Era la voz de Amparo, estaba del otro lado de la
celda.
-
¡Amparo.
Eres tu Amparo¡
¿Qué había pasado?. Lo último que recordó es que se
encontraba con Amparo, cuando de forma repentina apareció el Coronel Gutiérrez
y Mendizábal junto con una escolta de soldados, quienes habían entrado
violentamente a la casa; luego recordó muchos gritos, golpes y cuando se dio
cuenta, estaba en ese lugar, golpeado, en medio de la paja y de aquellos
ratones que rodeaban su cuerpo.

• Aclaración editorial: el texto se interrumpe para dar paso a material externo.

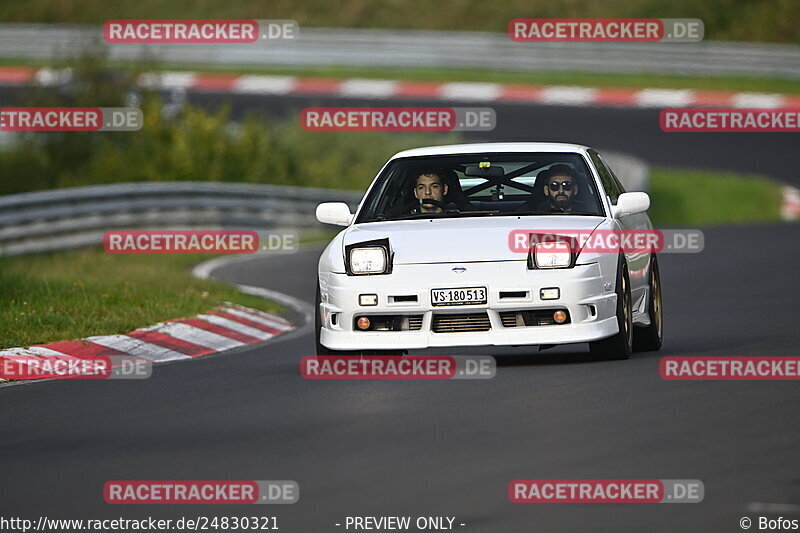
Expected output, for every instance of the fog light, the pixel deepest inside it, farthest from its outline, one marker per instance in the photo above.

No habían comido ninguno de los dos; tanto
Amparo como Jorge Enrique se encontraban en ese lugar presos, sin haber
recibido ningún juicio, ni haber cometido crimen alguno, más que haber
desobedecido al todavía hombre fuerte de ese país.
-
¿Cómo
estas Amparo?.
La mujer contesto que bien, pero por mera cortesía,
como podía sentirse luego de haber sido mancillada su casa, su cuerpo, su
dignidad; en esa celda fría, encarcelada por los caprichos de un hombre que se
sentía dios para castigar a quien no complaciera sus designios; no se sentía
bien, maltratada en su persona, mancillada en su integridad física, luego de
haber perdido su hija, su casa y ahora, su libertad. ¡No podía sentirse bien
ella, en ese día, ni en los que fueran¡. No mientras tanto estuviera encerrada
en esas cuatro paredes frías, en aquel calabozo que alcanzaba oler un ambiente
hostil, militar; no mientras el hombre que le agradaba, se encontraba
acompañándola, tan cerca pero a la vez tan lejos, separados por una pared que no
podía abrir, escuchando su voz hueca, distante, sin la privacidad que ella
requería, sin verse ambos el rostro, ni poderse leer la mirada de cada uno, sin
poderse tocar sus manos, ni sus dedos, ni mucho menos haber concluido la plática
interrumpida. ¿Cómo podía sentirse Amparo, tan lejos de su joven pretendiente,
tan lejos de sentirse libre y tan cerca, pero muy cerca, de su propia muerte.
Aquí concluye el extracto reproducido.